Uncovering History to Build a Better Future
The Foundation for Science, Technology and Civilisation (FSTC) is a British not-for-profit, non-political, and non-religious organisation founded in 1999 by a group of philanthropic historians, scientists, engineers and social scientists. It is dedicated to researching and popularising the history of pre-Renaissance civilisations, especially the Muslim civilisation, that have had an impact upon the scientific, technological and cultural heritage of our modern world.
We have grown steadily since then and currently our main products/services are:
You can get more information from our website at www.fstc.org.uk.
FSTC has had a busy and successful year, albeit challenging. This report provides information on the projects we have worked on, conferences we have attended as well as material and resources we have developed.
FSTC’s ultimate aim is to promote and popularise knowledge and understanding through educational projects and public engagement. This work has mainly been achieved in collaboration with FSTC’s associate organisations and people. FSTC Ltd is a not-for-profit organisation organically linked with a family of institutions and initiatives, including:
The Muslim Heritage website published forty seven new articles in 2015. A major cleansing process was undertaken in the light of feedback from readers and critics, resulting in around 200 articles revised and updated. It was a fruitful year for Muslim Heritage, the fan base in social networks, especially in Facebook, increased more than 7K and reached more than 300K people around the world. This also reflected on the website gaining nearly a 1 million page views and half a million visitors in 2015 alone. Muslim Heritage celebrated key related world events by announcing and reviewing them with special articles. It also reported on conferences and lectures throughout 2015.
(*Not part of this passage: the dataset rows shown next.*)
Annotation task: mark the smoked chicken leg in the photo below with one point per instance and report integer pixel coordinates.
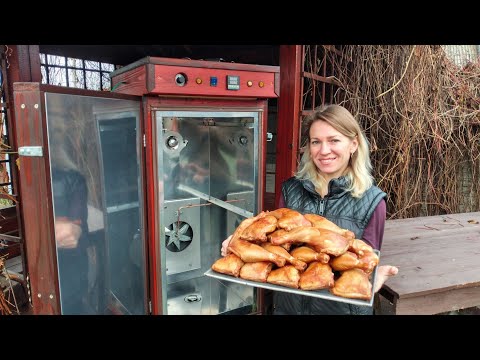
(289, 219)
(353, 284)
(280, 251)
(323, 223)
(250, 252)
(306, 254)
(259, 229)
(258, 271)
(229, 265)
(321, 240)
(317, 276)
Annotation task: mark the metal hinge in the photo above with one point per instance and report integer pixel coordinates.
(30, 151)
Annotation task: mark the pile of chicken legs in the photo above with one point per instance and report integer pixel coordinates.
(307, 252)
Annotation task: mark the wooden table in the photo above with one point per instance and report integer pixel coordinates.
(439, 264)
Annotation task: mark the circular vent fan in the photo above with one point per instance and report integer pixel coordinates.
(178, 236)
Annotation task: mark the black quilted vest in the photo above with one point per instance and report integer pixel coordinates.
(344, 210)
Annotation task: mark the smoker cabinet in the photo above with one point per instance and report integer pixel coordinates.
(205, 138)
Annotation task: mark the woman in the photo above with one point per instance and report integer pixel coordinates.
(334, 180)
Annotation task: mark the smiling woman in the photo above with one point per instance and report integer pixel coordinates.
(334, 180)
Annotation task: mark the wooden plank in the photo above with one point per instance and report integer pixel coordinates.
(425, 222)
(36, 200)
(434, 254)
(439, 302)
(433, 264)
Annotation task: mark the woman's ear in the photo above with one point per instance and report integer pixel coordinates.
(354, 145)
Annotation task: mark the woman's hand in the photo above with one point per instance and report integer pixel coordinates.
(67, 233)
(383, 273)
(225, 243)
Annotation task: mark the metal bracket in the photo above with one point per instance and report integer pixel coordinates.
(30, 151)
(218, 202)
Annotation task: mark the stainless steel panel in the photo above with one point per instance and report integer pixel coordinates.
(323, 294)
(245, 200)
(207, 296)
During 2015, Muslim Heritage gained a new look and design which received positive feedback from visitors. Their development team have continuously updated and upgraded the website to make the visiting and navigating much easier and improve the user experience and interface. The huge leap in their page visits also shows that the visitors have positively received the improvements.
3.1 Effat University, Saudi Arabia
This collaborative course enrichment project was successfully completed in 2015 with the help of sponsorship by The Juffali Company. The University’s syllabi were enriched by resources from FSTC under the supervision of Professor Rabie (Chemistry and Biology), Professor Abattouy (Mathematics), Professor El-Gomati (Physics) and Professor Al-Hassani (Engineering). The project was coordinated by Ayshah Ismail, CEO 0f CE4tF. The resources were received positively by both teaching staff and students resulting in an academic conference being held at Effat University on 25th February 2015, that discussed the findings from the project on an academic platform along with other Saudi Universities.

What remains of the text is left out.